Sake-Enjoying Warmed Sake
Sake is the national alcoholic beverage of Japan, made mainly with rice, koji (malted rice), and water. Alcohol made from rice has a history going back to at least the Nara period (around the 8th century). Sake has categories like “ginjo-shu,” “junmai-shu,” and “honjozo-shu,” that are classified according to differences in brewing methods and rice milling. There are also different temperatures at which the different types taste best. That’s right, sake is a rare world beverage in which you can enjoy flavors that change according to temperature. There are names for temperatures for every 5 degrees Celsius from 5 to 55 degrees.
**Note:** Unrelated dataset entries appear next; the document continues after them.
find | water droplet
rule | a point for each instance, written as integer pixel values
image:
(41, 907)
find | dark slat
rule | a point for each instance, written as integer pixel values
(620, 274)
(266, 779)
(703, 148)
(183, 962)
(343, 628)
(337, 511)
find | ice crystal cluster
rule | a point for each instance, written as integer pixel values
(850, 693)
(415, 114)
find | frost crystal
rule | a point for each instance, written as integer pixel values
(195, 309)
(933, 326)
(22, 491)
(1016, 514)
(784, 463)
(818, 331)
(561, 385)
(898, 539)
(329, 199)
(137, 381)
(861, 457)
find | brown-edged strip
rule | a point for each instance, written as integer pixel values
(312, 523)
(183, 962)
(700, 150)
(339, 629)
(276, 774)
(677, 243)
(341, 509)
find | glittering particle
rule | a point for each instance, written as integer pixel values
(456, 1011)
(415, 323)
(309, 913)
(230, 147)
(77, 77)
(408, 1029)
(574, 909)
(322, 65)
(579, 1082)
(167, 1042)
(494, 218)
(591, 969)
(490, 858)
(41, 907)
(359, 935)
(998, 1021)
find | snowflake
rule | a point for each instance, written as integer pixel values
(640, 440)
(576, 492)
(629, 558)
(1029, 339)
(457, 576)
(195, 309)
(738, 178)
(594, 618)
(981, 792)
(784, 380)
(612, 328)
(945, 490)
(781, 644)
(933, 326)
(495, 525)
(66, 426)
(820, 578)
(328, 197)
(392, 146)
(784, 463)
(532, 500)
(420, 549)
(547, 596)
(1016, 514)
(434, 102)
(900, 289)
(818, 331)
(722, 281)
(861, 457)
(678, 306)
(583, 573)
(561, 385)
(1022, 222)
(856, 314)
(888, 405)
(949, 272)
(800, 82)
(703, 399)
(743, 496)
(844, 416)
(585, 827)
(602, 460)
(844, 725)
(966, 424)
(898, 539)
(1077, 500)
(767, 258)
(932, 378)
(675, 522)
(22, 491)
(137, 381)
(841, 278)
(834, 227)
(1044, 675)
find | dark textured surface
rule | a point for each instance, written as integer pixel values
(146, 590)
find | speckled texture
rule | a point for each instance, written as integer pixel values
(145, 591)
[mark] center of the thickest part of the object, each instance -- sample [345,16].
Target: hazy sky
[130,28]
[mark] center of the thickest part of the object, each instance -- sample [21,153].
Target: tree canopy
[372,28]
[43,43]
For example, room or average temperature sake is called “hiya,” sake heated to about 37 degrees is called “hitohada-kan,” and sake heated to about 50 degrees is called “atsu-kan.” Generally, as the temperature rises, the texture becomes smoother, body and umami increases, and sharper flavors come to the fore. On the other hand, chilling sake increases clarity and gives it a refreshing flavor. Depending on the sake, chilling may also increase bitterness.
Ginjo-shu is said to go well at room temperature, junmai-shu from room temperature to nuru-kan, and honjozo-shu at room temperature or jo-kan. Sake is a drink you can enjoy at many different temperatures. One way to find a flavor you enjoy is to ask restaurant staff to recommend a serving style and temperature.